Il significato del ballo di Jojo ed Elsa
Jojo ed Elsa ballano sulle note di Heroes di David Bowie, una delle canzoni più iconiche del musicista e rilasciata nel 1977, come parte della trilogia berlinese di Bowie, che si stabilì a Berlino Ovest in quel periodo e iniziò a sperimentare il krautrock e la musica elettronica. La canzone era così amata che il Ministero degli Esteri tedesco ha reso omaggio a Bowie per aver “contribuito alla caduta del muro” dopo la sua morte nel 2016. In Jojo Rabbit, la versione su cui la coppia balla è proprio in tedesco, così come la versione di I Wanna Hold Your Hand dei Beatles nei titoli di testa.
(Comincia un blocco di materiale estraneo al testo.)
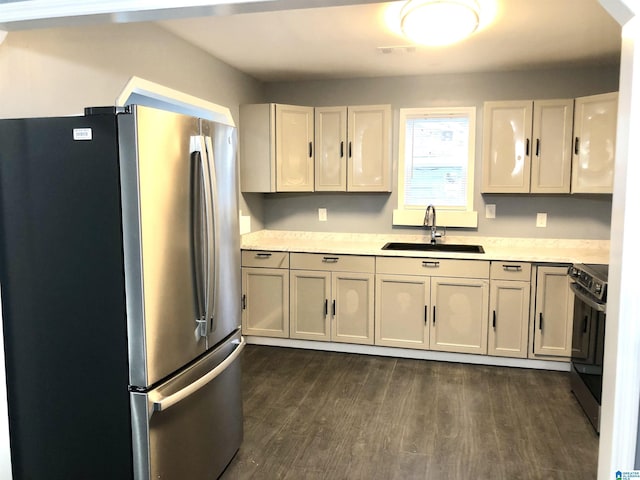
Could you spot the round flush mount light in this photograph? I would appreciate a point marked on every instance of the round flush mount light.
(439, 22)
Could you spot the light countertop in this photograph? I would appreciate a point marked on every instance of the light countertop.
(496, 248)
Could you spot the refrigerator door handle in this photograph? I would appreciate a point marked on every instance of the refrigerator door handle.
(161, 403)
(198, 146)
(214, 232)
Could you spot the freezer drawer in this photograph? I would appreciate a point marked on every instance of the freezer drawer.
(191, 425)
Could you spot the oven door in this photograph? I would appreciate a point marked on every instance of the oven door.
(588, 332)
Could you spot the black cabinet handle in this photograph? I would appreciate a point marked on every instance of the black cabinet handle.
(430, 264)
(330, 259)
(512, 268)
L’uso di musica pop anacronistica conferisce al film un livello di modernità fuori dal tempo che si adatta all’estetica e all’umorismo di Waititi, ma il ballo stesso è il culmine di una battaglia duramente vinta da Jojo ed Elsa: la madre di Jojo predicava spesso le gioie del ballo e del vivere la vita con serenità, anche quando tutto sembra irrimediabilmente buio. Con la fine della guerra, né a Jojo né a Elsa resta molto da vivere dopo la morte delle rispettive famiglie. In un futuro incerto, tutto ciò che possono fare è ballare.